In this particular Minneapolis example, some homeowners along the intended LRT route will lose some of their privacy, as well as some of the access to natural resources, that they have enjoyed up to now. But this cost will also provide greater access to downtown businesses and resources for quite a large number of people, as well as improve the tax base of Minneapolis proper, since it will help those local businesses flourish.
For obvious reasons, cities normally seize property that falls in questionable neighborhoods, or neighborhoods inhabited by disenfranchised citizens who are less likely to voice opposition. Pretty hard to put a freeway through a neighborhood of wealthy, politically connected folks, for example, no matter how many people benefit
In our current example, a number of quite affluent and influential homeowners along one of the nicer stretches of the intended route are now agitating to prevent construction of the LRT line. It's easy enough to say that these wealthy homeowners along Cedar Lake in the MInneapolis Kenwood neighborhood are behaving selfishly, in their own best interests rather than the interest of the greater good as they attempt to block construction of a public utility that would clearly benefit many people.
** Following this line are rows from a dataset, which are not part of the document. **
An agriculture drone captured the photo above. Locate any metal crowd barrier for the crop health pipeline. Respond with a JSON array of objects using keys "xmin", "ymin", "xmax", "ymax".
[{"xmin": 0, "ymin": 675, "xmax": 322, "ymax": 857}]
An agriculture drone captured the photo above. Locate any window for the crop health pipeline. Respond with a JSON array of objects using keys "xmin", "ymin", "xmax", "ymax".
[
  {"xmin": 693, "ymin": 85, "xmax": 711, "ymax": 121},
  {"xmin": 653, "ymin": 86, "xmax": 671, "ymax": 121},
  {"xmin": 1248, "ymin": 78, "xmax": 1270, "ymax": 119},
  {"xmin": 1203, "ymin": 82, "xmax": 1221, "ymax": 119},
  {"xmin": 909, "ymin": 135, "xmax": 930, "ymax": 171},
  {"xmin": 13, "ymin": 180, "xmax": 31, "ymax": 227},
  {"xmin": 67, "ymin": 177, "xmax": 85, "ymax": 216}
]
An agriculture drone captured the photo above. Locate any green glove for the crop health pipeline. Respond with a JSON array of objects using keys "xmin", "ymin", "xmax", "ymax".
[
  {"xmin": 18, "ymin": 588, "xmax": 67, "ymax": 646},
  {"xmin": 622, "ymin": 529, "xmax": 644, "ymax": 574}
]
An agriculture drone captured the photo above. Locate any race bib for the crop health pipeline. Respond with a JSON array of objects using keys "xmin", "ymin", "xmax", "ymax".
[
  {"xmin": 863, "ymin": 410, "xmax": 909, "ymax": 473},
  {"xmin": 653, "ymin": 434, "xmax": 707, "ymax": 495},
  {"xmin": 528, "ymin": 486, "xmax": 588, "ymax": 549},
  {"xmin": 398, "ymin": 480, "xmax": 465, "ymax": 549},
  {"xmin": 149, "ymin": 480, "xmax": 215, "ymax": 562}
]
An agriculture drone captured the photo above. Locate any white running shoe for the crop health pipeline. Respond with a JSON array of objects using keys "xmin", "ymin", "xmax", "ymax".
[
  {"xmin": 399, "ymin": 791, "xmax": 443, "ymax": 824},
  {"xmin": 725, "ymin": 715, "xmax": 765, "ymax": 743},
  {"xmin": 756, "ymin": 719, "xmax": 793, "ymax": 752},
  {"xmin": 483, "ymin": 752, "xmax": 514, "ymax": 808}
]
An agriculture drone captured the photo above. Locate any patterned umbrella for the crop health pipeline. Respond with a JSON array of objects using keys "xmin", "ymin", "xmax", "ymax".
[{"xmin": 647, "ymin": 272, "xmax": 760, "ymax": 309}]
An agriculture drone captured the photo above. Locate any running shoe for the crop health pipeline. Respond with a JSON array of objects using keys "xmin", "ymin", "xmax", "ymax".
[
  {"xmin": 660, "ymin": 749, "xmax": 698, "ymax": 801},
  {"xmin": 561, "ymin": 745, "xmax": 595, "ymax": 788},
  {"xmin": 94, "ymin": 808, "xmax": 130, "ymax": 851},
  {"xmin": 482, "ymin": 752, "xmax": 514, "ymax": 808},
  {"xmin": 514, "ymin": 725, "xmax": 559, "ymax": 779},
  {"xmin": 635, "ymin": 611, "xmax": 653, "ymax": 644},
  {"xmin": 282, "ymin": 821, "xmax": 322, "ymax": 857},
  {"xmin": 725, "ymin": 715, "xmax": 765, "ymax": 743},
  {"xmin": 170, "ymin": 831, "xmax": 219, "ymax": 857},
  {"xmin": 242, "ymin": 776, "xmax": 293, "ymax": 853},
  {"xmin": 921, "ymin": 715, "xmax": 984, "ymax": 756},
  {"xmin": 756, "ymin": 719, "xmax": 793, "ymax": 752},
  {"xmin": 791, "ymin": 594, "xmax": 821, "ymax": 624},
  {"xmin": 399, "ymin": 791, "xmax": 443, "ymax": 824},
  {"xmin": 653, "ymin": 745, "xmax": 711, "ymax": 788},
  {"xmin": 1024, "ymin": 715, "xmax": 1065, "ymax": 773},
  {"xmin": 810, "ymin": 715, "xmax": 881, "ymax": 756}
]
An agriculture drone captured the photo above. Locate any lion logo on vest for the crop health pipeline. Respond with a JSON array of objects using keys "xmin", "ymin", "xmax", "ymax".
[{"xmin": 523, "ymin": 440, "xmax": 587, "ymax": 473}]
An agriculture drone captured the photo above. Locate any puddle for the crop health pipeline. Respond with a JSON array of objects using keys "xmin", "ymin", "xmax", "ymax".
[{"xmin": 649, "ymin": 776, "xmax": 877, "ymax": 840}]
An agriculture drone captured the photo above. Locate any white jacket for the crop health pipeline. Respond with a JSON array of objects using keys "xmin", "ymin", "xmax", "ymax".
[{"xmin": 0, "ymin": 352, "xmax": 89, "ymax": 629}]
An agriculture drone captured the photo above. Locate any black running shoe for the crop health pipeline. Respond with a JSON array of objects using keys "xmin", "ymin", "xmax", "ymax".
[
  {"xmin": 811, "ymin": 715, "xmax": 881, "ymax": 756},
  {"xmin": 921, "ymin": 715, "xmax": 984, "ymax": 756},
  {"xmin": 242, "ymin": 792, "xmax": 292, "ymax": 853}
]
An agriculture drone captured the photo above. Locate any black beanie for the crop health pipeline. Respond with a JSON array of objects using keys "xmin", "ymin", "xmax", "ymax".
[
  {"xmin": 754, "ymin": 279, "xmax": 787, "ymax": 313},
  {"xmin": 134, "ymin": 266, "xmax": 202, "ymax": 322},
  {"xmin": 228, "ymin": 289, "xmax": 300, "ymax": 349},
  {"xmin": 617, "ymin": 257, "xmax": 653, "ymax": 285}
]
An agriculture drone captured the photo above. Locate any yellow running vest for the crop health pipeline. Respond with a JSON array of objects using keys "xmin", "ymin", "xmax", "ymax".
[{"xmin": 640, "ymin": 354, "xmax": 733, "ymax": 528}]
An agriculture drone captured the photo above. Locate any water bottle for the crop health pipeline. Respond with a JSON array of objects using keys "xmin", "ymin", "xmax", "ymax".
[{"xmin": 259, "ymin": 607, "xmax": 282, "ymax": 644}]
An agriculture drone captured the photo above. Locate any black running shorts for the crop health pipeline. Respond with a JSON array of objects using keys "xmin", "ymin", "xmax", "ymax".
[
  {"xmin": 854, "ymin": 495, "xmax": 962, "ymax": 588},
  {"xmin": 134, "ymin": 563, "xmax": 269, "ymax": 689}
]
It's only about two dozen homes that are really affected by having their backyard viewlines changed. Those homes, however, belong to folks with a hefty amount of clout.
|Originally a double-wide freight train pathway, half of the rail bed became|
a very pleasant bike path more than 20 years ago Now, efforts to reclaim the rail
bed for a commuter light-rail line have local residents outraged.
It's also true that an LRT line would primarily benefit suburbanites seeking access to the downtown districts, and would not be of huge benefits to us in the city. Years ago, a major freeway was cut through the heart of Minneapolis, aimed specifically at delivering office workers into downtown from the suburbs. 40 years later, large chunks of once fine neighborhoods along Park Avenue still have not recovered from the devastation. Is our city really obliged to chop up more of our real estate just to make it easier for prissy suburbanites to get to their jobs?
...on the other hand, those very commuters from the despised wealthy suburbs are what make it possible for Minneapolis to support major league sports team, world class theater and museums, etc. etc. Easy access to downtown for the suburbanites means that I can hop over to the ballpark or the Guthrie Theater after work with ease.
|By 2020, there could be a big wad of brown|
noise over my home to the west of Minneapolis
airport. Unless the revolution comes first.
It's not an easy issue to resolve. We are all at heart somewhat selfish creatures, and setting that self-interest aside to support the greater public good is difficult indeed. My current derision at the selfishness of Kenwood residents seems logical only because I don't happen to live there and only occasionally use the bike and nature trails located there. I'd no doubt feel much different if I lived 30 blocks closer.
Just keep that flight path away from my sky.